While many youth sailing programs have realized success over the years, what’s needed now is a more organized and coordinated approach that is more inclusive and exposes more children to the sport, says Jonathan Banks, executive director of Sail America (www.sailamerica.com ). “If we are not more proactive in getting kids into sailing, in the long term sailing participation will decline,” says Banks, who is 45, in an e-mail to Soundings.
In the meantime, Banks and Sail America — a Middletown, R.I.-based independent affiliate of the National Marine Manufacturers Association that promotes growth within the sailing industry — support a number of programs. Those programs include Discover Sailing (www.discoversailing.com), Kids Aboard (www.kidsaboard.com ) the Interscholastic Sailing Association (www.highschoolsailingusa.org ), and Captain Kids (www.captainkids.org ).
Children should be introduced to sailing as young as age 6 or 7 and start racing, if they choose, by age 10, says Jobson. “In the early stages, the first two years, the emphasis should be on learning the fundamental skills and on just having fun,” says Jobson, who is 56. “Kids come out of their shells at different ages. We don’t need to push them into competitive sailing until they’re a little older. … The best way to get them excited is to hand them the tiller and let them steer.”
Children who learn to sail also acquire skills and values important to life ashore, says Kim Hapgood, a US Sailing instructor and program director of Sail Newport in Newport, R.I. “If you can learn to sail when you are 5 years old, you can still be sailing when you are 85 years old,” Hapgood, 43, says in an e-mail to Soundings. “Sailing teaches a variety of life skills: independence, teamwork, self-reliance, how to overcome adversity, appreciation for nature and our place within it, and the value of history. All of this transcends to everyday life.”

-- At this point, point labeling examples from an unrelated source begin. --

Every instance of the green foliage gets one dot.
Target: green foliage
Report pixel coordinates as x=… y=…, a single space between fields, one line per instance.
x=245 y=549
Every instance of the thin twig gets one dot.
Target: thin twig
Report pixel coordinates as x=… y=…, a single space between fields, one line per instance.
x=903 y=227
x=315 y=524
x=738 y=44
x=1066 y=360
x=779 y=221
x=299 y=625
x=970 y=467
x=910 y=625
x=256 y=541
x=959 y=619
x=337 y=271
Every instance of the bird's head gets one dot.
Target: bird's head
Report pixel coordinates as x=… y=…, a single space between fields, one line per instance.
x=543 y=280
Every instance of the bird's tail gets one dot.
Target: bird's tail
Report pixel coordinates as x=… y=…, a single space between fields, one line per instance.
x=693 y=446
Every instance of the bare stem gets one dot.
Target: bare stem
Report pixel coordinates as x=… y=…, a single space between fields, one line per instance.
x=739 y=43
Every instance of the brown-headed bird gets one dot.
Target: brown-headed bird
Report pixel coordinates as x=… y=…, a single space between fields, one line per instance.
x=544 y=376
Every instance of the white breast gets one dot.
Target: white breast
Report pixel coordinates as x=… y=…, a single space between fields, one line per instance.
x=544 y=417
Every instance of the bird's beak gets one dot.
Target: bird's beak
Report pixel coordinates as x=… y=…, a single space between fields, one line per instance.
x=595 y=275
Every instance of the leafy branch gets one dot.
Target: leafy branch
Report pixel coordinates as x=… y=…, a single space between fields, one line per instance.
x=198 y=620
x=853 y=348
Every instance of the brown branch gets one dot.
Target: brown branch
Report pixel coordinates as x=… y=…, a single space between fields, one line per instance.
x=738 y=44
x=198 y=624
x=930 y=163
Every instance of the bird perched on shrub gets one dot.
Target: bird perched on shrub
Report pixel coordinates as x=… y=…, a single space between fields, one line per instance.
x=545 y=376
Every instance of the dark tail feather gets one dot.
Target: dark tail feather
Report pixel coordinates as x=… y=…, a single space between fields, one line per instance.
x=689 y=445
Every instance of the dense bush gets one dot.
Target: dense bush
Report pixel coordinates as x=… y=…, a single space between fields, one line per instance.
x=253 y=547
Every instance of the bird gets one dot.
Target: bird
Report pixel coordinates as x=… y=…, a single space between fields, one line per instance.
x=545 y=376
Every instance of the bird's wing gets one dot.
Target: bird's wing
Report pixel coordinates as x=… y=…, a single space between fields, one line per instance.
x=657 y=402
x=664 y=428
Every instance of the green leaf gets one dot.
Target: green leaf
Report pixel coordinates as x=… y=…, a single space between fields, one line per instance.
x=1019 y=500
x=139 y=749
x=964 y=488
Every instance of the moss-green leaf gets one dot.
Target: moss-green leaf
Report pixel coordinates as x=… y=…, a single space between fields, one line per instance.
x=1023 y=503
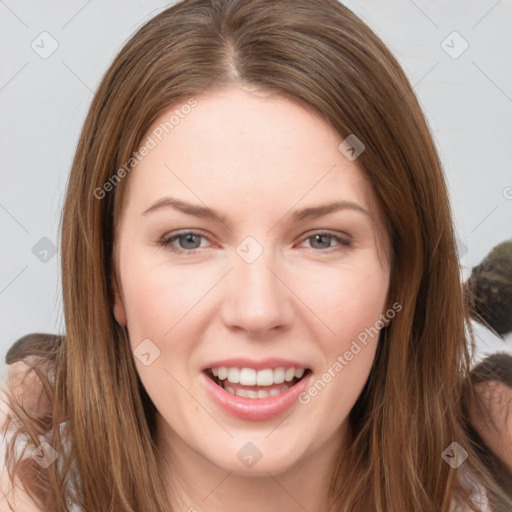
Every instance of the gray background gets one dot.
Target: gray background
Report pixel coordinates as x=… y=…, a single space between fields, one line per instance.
x=467 y=99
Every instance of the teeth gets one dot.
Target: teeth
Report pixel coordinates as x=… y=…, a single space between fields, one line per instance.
x=234 y=375
x=248 y=377
x=256 y=394
x=252 y=377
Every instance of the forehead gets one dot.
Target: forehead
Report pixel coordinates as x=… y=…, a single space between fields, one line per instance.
x=245 y=152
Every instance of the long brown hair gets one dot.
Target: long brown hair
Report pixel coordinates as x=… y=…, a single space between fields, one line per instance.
x=316 y=52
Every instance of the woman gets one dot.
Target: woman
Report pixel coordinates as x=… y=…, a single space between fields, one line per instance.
x=235 y=124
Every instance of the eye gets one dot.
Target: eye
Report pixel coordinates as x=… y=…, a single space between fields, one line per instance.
x=191 y=238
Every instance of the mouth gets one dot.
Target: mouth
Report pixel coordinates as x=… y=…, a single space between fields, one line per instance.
x=256 y=384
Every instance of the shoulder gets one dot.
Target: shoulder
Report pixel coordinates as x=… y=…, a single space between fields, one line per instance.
x=12 y=497
x=478 y=493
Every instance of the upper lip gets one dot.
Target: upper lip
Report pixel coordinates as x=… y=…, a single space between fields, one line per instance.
x=261 y=364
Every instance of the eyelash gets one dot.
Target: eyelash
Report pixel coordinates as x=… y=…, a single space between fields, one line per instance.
x=166 y=242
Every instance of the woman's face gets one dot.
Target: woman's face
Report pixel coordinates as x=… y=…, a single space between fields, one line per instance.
x=252 y=290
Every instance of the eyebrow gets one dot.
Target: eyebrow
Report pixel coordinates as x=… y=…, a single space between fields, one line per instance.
x=311 y=212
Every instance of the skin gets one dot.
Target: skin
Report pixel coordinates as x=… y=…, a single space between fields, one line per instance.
x=494 y=421
x=255 y=157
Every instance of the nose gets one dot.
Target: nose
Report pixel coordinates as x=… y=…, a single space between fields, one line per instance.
x=257 y=298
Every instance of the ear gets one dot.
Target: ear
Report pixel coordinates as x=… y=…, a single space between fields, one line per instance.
x=119 y=309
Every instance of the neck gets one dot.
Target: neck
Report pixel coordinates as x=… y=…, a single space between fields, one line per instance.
x=198 y=485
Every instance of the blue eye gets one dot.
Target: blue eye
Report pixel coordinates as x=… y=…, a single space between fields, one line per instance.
x=188 y=237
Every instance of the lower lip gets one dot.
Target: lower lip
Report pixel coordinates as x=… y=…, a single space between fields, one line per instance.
x=255 y=409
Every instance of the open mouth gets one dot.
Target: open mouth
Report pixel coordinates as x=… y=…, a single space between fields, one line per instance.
x=248 y=383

Young or old, learning to sail also helps teach people confidence, both in their lives and on the water. Although the opinions of industry professionals vary about taking “unnecessary” risks on the water, learning confidence helps enable young sailors like Michael Perham to break records and sail across oceans.
“When we approached the headmaster of Michael’s school asking for about five weeks off for the trip, he said to us that Michael would learn more at sea in that time than he would in the classroom,” says Perham’s father, Peter. “And it’s true. Michael has learned an enormous amount about himself and about life.”
The logical next step for Perham, now 15, is to sail around the world, his father says. “Michael says he’s up for it, so by June 2008 he may be off on another sailing adventure,” he says. “He’ll be 16 then, so if all goes well he’ll be setting a new record for a circumnavigation, too.”